Five graduate students and their professor have discovered three different ways to send rogue commands from a computer laptop to interfere with an airborne hobby drone's normal operation and land it or send it plummeting.
The Johns Hopkins University, Baltimore, USA, computer security team has raised concerns about the ease with which hackers could cause these increasingly popular robotic devices to ignore their human controllers and land or, more drastically, crash.
Drones, or unmanned aerial vehicles (UAVs), have become very popular in a short space of time. A recent article in US magazine Fortune stated that drone sales have tripled in the last 12 months, to the period ending April 2016. A recent Federal Aviation Administration (FAA) report predicted that 2.5 million hobby-type and commercial drones would be sold in 2016.
Hobby drones are typically flown for recreation and aerial photography or videography. More advanced commercial drones can handle more demanding tasks. Farmers have begun using drones with specialised cameras to survey their fields and help determine when and where water and fertiliser should be applied. Advanced commercial drones can also help in search and rescue missions located in challenging terrain and deliver crucial medicines to remote areas. Retailers such as Amazon are exploring the use of drones to deliver merchandise to customers.
However, the Johns Hopkins research team has found that in the haste to satisfy consumer demands, drone makers may have left a few digital doors unlocked.
“You see it with a lot of new technology,” said. Lanier A. Watkins, who supervised the drone research. "Security is often an afterthought. The value of our work is in showing that the technology in these drones is highly vulnerable to hackers."

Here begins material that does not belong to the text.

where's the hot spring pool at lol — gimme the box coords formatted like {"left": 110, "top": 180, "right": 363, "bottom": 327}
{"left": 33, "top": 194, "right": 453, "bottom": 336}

Watkins is a senior cyber security research scientist in the university's Whiting School of Engineering, Department of Computer Science. Over the last few months, Watkins' students applied what they'd learned on their course about information security, conducting experiments in wireless network penetration testing on a popular hobby drone. In doing this, the team was able to develop "exploits" from the vulnerabilities found to disrupt the process that enables a drone's operator on the ground to manage its flight.
An "exploit," explained Michael Hooper, one of the student researchers, "is a piece of software typically directed at a computer program or device to take advantage of a programming error or flaw in that device."
In the team's first successful exploit, the students bombarded a drone with about 1,000 wireless connection requests in rapid succession, each asking for control of the airborne device. This digital deluge overloaded the aircraft's central processing unit, causing it to shut down. That sent the drone into what the team referred to as "an uncontrolled landing."
In the second successful hack, the team sent the drone an exceptionally large data packet, exceeding the capacity of a buffer in the aircraft's flight application. Again, this caused the drone to crash.
For the third exploit, the researchers repeatedly sent a fake digital packet from their laptop to the drone's controller, telling it that the packet's sender was the drone itself. Eventually, the researchers said, the drone's controller started to "believe" that the packet sender was indeed the aircraft itself. It severed its own contact with the drone, which eventually led to the drone making an emergency landing.
"We found three points that were actually vulnerable, and they were vulnerable in a way that we could actually build exploits for," Watkins said. "We demonstrated here that not only could someone remotely force the drone to land, but they could also remotely crash it in their yard and just take it."
In accordance with university policy, the researchers described their drone exploit findings in a Vulnerability Disclosure Package and sent it early this year to the maker of the drone that was tested. By the end of May, the company had not responded to the findings. More recently, the researchers have begun testing higher-priced drone models to see if these devices are similarly vulnerable to hacking.
Watkins said he hopes the studies serve as a wake-up call so that future drones for recreation, aerial photography, package deliveries and other commercial and public safety tasks will leave the factories with enhanced security features already on board, instead of relying on later "bug fix" updates, when it may be too late.